Dal Cairo, a 33 mesi esatti dal rapimento di Giulio Regeni, seguito dalla sua sparizione forzata, da efferate torture e dal suo assassinio, la verità non l’abbiamo ancora. Né una intera, né una di mezzo, che ovviamente non basterebbe.
Cos’ha fatto la differenza tra le due vicende, le cui due vittime – è opportuno sottolinearlo – non avevano peraltro nulla in comune, non essendo Giulio né un giornalista né un dissidente?
Quando le voci sull’assassinio di Jamal Khashoggi all’interno del consolato saudita si sono fatte insistenti, molti governi e anche varie aziende hanno preso posizione e minacciato ripercussioni sul piano politico e commerciale. Da ultimo, non poco titubante, si è mosso anche il numero Uno tra gli amici dell’Arabia Saudita, il presidente statunitense Donald Trump. L’Arabia Saudita è stata forzata ad ammettere che pezzi rilevanti dello stato avevano preso parte a quell’omicidio.
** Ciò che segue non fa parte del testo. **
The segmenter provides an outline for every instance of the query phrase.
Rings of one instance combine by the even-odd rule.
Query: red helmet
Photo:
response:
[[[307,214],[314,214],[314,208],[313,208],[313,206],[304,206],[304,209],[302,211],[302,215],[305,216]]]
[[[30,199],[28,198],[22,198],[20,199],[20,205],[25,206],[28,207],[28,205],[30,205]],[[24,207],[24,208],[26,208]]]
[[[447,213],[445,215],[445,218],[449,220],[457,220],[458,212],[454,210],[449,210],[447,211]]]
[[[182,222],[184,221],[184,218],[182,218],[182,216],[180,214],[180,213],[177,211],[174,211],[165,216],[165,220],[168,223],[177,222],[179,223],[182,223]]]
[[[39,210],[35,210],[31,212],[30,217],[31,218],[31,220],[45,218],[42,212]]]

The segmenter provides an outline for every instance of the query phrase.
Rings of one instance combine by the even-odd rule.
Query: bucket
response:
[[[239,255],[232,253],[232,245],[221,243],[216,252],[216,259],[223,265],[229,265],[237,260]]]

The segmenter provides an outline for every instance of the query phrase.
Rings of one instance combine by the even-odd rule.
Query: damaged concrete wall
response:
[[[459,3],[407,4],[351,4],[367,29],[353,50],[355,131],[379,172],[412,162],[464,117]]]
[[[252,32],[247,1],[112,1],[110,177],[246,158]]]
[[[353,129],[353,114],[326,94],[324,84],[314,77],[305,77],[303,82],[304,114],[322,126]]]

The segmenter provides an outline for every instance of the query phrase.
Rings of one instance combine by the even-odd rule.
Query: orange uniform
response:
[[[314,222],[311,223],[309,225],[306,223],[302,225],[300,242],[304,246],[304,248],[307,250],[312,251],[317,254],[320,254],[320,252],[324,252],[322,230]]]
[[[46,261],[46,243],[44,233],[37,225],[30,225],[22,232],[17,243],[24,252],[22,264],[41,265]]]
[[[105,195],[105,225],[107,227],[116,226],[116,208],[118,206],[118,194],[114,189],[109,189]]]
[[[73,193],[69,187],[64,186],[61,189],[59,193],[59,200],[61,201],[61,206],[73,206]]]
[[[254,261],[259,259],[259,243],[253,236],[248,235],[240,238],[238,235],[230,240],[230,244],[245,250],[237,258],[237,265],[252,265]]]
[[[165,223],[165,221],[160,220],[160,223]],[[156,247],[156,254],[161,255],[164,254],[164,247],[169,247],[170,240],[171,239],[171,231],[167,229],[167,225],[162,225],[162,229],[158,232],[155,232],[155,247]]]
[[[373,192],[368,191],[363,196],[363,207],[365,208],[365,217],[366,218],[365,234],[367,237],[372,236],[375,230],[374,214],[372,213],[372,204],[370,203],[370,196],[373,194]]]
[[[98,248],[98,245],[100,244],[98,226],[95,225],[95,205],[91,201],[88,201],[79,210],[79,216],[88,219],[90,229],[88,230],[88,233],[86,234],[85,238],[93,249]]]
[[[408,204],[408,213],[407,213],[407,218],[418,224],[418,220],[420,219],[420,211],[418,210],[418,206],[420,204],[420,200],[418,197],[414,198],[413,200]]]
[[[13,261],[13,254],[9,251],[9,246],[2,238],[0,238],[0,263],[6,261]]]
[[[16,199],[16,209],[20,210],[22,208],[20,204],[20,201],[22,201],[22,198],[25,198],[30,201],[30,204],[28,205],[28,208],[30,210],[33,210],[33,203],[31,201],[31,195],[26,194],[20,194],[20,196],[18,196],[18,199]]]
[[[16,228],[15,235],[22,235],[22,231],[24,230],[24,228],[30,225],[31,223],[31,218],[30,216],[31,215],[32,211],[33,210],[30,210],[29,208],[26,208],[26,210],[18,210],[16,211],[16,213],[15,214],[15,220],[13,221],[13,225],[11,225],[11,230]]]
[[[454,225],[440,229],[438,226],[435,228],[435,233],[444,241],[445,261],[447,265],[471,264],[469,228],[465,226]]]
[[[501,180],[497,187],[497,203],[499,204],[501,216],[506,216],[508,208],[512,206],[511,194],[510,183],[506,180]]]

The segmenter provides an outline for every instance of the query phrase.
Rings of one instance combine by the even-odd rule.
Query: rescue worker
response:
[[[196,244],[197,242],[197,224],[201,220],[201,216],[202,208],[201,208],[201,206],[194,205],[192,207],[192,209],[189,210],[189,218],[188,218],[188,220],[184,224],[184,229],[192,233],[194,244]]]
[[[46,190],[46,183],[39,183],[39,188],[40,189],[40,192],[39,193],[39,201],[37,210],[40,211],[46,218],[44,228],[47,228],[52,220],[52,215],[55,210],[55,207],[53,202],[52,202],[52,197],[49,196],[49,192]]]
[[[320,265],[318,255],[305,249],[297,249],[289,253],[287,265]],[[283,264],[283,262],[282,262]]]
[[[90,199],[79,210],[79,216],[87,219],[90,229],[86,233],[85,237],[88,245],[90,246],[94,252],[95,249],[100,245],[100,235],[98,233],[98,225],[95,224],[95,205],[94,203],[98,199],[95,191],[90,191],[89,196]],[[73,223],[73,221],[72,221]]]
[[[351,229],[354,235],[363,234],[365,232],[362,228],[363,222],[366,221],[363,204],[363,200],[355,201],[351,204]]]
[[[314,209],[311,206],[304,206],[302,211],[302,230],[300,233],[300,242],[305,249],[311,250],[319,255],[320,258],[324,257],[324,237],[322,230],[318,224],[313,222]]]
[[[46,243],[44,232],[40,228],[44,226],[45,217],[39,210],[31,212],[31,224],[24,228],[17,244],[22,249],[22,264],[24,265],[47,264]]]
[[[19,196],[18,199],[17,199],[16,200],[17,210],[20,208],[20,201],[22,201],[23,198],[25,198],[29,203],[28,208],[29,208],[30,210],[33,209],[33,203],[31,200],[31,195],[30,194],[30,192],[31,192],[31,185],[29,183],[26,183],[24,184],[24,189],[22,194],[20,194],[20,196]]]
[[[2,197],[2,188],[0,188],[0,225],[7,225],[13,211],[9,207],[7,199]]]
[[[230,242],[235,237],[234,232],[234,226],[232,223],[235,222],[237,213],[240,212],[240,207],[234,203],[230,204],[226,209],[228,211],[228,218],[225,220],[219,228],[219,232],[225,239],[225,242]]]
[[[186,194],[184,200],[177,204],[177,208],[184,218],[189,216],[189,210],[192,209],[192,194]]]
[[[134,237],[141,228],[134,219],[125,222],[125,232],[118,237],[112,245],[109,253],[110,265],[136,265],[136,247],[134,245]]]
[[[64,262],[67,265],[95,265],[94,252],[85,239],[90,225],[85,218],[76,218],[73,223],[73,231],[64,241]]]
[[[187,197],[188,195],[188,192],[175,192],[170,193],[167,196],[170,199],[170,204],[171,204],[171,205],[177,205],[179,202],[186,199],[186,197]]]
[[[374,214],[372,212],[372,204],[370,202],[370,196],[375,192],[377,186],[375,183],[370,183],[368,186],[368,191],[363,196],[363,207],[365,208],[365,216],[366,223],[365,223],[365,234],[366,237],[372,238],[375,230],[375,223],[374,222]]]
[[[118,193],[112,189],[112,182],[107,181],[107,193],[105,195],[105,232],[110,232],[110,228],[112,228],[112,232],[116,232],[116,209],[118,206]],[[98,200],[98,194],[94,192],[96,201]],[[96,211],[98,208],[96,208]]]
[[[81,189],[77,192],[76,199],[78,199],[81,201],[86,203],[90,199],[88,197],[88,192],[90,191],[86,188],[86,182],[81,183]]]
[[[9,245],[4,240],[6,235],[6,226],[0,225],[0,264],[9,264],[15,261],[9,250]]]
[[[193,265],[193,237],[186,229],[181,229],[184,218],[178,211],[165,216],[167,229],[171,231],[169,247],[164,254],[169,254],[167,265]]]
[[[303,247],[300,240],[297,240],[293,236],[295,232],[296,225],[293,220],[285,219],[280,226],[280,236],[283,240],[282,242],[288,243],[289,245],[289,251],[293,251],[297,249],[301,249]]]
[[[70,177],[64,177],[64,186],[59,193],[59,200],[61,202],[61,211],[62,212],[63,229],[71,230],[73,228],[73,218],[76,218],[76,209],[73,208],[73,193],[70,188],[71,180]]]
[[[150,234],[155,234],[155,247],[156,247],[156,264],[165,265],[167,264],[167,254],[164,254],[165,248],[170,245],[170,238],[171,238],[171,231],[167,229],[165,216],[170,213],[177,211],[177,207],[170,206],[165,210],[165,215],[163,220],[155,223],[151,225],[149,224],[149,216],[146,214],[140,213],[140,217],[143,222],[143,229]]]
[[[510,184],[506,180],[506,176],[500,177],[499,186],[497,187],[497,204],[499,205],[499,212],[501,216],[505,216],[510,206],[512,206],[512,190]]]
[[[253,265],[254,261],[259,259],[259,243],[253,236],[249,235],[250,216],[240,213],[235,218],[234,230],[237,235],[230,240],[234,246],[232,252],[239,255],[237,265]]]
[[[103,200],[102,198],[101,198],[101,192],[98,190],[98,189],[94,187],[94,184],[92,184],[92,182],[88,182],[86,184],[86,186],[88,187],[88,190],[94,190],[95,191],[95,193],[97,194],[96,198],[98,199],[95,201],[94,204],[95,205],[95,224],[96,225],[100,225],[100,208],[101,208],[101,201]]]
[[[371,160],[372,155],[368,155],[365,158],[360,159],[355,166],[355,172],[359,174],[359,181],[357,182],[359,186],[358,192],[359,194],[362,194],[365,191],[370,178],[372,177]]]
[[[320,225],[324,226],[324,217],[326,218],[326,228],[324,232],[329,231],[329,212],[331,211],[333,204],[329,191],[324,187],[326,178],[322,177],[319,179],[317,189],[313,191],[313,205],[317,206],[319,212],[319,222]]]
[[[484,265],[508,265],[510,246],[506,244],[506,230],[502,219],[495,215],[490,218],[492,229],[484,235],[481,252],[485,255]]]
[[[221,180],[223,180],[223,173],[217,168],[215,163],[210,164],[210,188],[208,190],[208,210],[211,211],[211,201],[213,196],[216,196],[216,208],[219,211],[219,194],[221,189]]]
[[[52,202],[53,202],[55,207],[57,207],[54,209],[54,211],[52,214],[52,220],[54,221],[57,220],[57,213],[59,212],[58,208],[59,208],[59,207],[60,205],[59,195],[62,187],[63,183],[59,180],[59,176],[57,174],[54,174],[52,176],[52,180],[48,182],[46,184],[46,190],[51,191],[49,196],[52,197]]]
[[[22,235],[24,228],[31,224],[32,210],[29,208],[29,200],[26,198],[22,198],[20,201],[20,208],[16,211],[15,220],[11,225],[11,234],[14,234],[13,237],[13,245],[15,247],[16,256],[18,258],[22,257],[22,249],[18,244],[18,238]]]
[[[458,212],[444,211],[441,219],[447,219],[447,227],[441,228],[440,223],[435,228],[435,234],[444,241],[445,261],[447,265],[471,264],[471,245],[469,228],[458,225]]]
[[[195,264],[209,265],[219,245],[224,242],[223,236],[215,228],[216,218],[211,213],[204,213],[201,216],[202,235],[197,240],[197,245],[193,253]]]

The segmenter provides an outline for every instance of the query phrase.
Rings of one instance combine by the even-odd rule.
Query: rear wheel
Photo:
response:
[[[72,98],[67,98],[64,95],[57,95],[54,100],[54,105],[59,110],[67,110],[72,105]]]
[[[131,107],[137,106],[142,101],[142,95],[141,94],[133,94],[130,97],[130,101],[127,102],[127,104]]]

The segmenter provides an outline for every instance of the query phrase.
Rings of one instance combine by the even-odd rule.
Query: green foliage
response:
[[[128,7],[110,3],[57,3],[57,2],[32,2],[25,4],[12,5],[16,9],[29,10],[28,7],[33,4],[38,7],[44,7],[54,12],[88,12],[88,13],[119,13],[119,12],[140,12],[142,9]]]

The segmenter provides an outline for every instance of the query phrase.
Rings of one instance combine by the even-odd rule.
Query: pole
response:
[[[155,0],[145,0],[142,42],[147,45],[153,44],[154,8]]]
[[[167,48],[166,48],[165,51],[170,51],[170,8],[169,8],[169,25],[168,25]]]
Tutto questo non è avvenuto per Giulio Regeni: tre successivi governi timidi nel chiedere la verità, nessuna pressione concertata a livello internazionale sul presidente al-Sisi, nessuna minaccia di ripercussioni sul piano commerciale.
Il risultato è che due anni e nove mesi dopo quel maledetto 25 gennaio 2016, nonostante l’impegno della procura di Roma, gli sforzi dei legali italiani e dei colleghi egiziani e la mobilitazione dell’opinione pubblica, la verità non è ancora arrivata.